Dataset Documents

Dataset metadata documents define critical metadata about a dataset including:

  • available data measurements

  • platform and sensor names

  • geospatial extents and projection

  • acquisition time

  • provenance information

Traditionally EO (deprecated) format was used to capture information about individual datasets. However there are a number of issues with this format, so it is now deprecated and we recommend everyone move to using EO3 Format.

The format is determined by ODC using the $schema field in the document. Include an eo3 $schema for eo3 documents. If no schema field exists, it is treated as the older eo format.

EO3 Format

EO3 is an intermediate format before we move to something more standard like STAC. Primary driver for the development

  1. Avoid duplication of spatial information, by storing only native projection information

  2. Capture geo-registration information per band, not per entire dataset

  3. Capture image size/resolution per band

  4. Lightweight lineage representation

# UUID of the dataset
id: f884df9b-4458-47fd-a9d2-1a52a2db8a1a
$schema: 'https://schemas.opendatacube.org/dataset'

# Product name
product:
  name: landsat8_example_product

# Native CRS, assumed to be the same across all bands
crs: "epsg:32660"

# Optional GeoJSON object in the units of native CRS.
# Defines a polygon such that, all valid pixels across all bands
# are inside this polygon.
geometry:
  type: Polygon
  coordinates: [[..]]

# Mapping name:str -> { shape:     Tuple[ny: int, nx: int]
#                       transform: Tuple[float x 9]}
# Captures image size, and geo-registration
grids:
    default:  # "default" grid must be present
       shape: [7811, 7691]
       transform: [30, 0, 618285, 0, -30, -1642485, 0, 0, 1]
    pan:  # Landsat Panchromatic band is higher res image than other bands
       shape: [15621, 15381]
       transform: [15, 0, 618292.5, 0, -15, -1642492.5, 0, 0, 1]
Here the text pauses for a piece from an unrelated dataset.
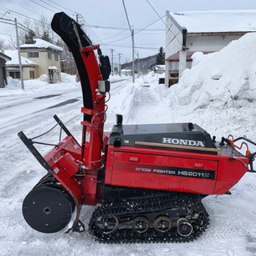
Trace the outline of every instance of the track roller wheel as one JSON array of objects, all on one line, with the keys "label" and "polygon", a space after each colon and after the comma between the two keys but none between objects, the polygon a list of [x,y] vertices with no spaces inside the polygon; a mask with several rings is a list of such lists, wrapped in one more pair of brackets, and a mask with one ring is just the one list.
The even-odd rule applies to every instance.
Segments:
[{"label": "track roller wheel", "polygon": [[96,222],[97,226],[106,234],[115,233],[119,226],[119,221],[115,215],[102,216]]},{"label": "track roller wheel", "polygon": [[154,230],[162,234],[167,233],[173,227],[173,222],[167,216],[160,216],[154,222]]},{"label": "track roller wheel", "polygon": [[150,228],[150,222],[145,217],[137,217],[133,221],[132,228],[135,233],[146,233]]},{"label": "track roller wheel", "polygon": [[73,200],[63,188],[42,186],[33,189],[22,204],[26,222],[42,233],[55,233],[70,221]]},{"label": "track roller wheel", "polygon": [[177,232],[182,237],[188,237],[193,232],[193,226],[187,218],[181,218],[177,221]]}]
# Per band storage information and references into `grids`
# Bands using "default" grid should not need to reference it
measurements:
   pan:               # Band using non-default "pan" grid
     grid: "pan"      # should match the name used in `grids` mapping above
     path: "pan.tif"
   red:               # Band using "default" grid should omit `grid` key
     path: red.tif    # Path relative to the dataset location
   blue:
     path: blue.tif
   multiband_example:
     path: multi_band.tif
     band: 2          # int: 1-based index into multi-band file
   netcdf_example:    # just example, mixing TIFF and netcdf in one product is not recommended
     path: some.nc
     layer: some_var  # str: netcdf variable to read

# optional dataset location (useful for public datasets)
location: https://landsatonaws.com/L8/099/072/LC08_L1GT_099072_20200523_20200523_01_RT/metadata.yaml

# Dataset properties, prefer STAC standard names here
# Timestamp is the only compulsory field here
properties:
  eo:platform: landsat-8
  eo:instrument: OLI_TIRS

  # If it's a single time instance use datetime
  datetime: 2020-01-01T07:02:54.188Z  # Use UTC

  # When recording time range use dtr:{start,end}_datetime
  dtr:start_datetime: 2020-01-01T07:02:02.233Z
  dtr:end_datetime:   2020-01-01T07:03:04.397Z

  # ODC specific "extensions"
  odc:processing_datetime: 2020-02-02T08:10:00.000Z

  odc:file_format: GeoTIFF
  odc:region_code: "074071"   # provider specific unique identified for the same location
                              # for Landsat '{:03d}{:03d}'.format(path, row)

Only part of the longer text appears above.